Page 229 - Ray Dalio - Principles
P. 229
1. Remember that multiple levels exist for all subjects.
2. Be aware on what level you’re examining a given subject.
3. Consciously navigate levels rather than see subjects as
undifferentiated piles of facts that can be browsed
randomly.
4. Diagram the flow of your thought processes using the
outline template shown on the previous page.
When you do all this with radical open-mindedness, you
will become more aware not just of what you’re seeing, but
what you’re not seeing and what others, perhaps, are. It’s a
little like when jazz musicians jam; knowing what level you’re
on allows everyone to play in the same key.
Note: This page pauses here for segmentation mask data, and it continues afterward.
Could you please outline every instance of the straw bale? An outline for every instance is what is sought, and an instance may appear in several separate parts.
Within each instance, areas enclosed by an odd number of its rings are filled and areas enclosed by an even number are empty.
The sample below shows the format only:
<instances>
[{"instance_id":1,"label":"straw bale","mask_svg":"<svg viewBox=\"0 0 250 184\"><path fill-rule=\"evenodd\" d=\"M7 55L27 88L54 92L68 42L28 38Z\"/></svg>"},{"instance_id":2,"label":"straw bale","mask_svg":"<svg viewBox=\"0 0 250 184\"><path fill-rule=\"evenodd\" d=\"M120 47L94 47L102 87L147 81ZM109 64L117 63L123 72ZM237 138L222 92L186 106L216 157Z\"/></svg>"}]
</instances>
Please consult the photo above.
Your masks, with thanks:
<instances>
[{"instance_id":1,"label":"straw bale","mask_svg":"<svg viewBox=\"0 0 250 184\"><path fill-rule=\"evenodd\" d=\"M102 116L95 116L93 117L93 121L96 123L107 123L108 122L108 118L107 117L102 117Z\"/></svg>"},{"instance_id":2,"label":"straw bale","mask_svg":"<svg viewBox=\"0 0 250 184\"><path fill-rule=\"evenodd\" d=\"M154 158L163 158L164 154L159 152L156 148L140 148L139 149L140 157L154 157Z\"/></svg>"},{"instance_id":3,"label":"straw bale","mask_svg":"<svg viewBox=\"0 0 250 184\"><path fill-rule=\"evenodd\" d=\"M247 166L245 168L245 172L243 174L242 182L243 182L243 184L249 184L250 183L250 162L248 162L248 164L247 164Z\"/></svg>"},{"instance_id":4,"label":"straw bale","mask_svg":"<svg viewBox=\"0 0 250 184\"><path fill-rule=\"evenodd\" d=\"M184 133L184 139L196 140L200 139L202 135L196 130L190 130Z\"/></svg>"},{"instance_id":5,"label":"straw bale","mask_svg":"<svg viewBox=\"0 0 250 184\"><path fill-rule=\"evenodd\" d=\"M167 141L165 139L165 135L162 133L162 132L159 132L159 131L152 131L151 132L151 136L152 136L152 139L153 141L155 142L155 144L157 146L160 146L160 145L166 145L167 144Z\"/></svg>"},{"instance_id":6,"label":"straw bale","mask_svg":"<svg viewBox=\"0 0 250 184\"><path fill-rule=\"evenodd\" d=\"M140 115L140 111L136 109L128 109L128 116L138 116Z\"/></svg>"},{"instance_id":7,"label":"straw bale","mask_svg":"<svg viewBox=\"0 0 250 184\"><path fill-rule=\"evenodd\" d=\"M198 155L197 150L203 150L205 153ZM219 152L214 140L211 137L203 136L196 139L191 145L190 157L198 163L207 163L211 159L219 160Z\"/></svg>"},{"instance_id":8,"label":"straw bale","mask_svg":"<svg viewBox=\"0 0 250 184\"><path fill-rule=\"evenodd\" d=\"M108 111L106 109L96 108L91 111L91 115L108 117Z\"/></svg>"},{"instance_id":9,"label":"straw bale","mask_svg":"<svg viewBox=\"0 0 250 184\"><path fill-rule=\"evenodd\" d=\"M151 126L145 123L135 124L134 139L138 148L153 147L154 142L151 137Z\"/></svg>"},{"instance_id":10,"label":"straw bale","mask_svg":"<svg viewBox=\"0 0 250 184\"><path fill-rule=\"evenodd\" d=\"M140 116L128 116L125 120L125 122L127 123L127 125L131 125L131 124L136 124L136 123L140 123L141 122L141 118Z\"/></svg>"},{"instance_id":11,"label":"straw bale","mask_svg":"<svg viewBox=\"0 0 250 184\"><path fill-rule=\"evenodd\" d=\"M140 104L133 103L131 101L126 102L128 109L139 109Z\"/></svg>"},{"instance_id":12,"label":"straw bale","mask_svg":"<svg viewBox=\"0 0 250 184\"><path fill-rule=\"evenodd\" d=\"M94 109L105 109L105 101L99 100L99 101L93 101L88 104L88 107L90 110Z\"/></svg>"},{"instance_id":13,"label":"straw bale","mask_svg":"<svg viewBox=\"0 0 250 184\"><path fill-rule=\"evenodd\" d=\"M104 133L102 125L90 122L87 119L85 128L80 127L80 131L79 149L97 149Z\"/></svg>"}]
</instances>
When you know
your own way of seeing and are open to others’ ways too, you
can create good conceptual jazz together rather than just
screech at each other. Now let’s go up a level and examine
deciding.
DECIDE WELL
Using decision-making logic to produce the best long-term
outcomes has become its own science—one that employs
probabilities and statistics, game theory, and other tools. While
many of these tools are helpful, the fundamentals of effective
decision making are relatively simple and timeless—in fact
they are genetically encoded in our brains to varying degrees.
Watch animals in the wild and you’ll see that they instinctively
make expected value calculations to optimize the energy they
expend to find food. Those that did this well prospered and
passed on their genes through the process of natural selection;
those that did it poorly perished. While most humans who do
this badly won’t perish, they will certainly be penalized by the
process of economic selection.
As previously explained, there are two broad approaches to
decision making: evidence/logic-based (which comes from the
higher- level brain) and subconscious/emotion-based (which
comes from the lower-level animal brain).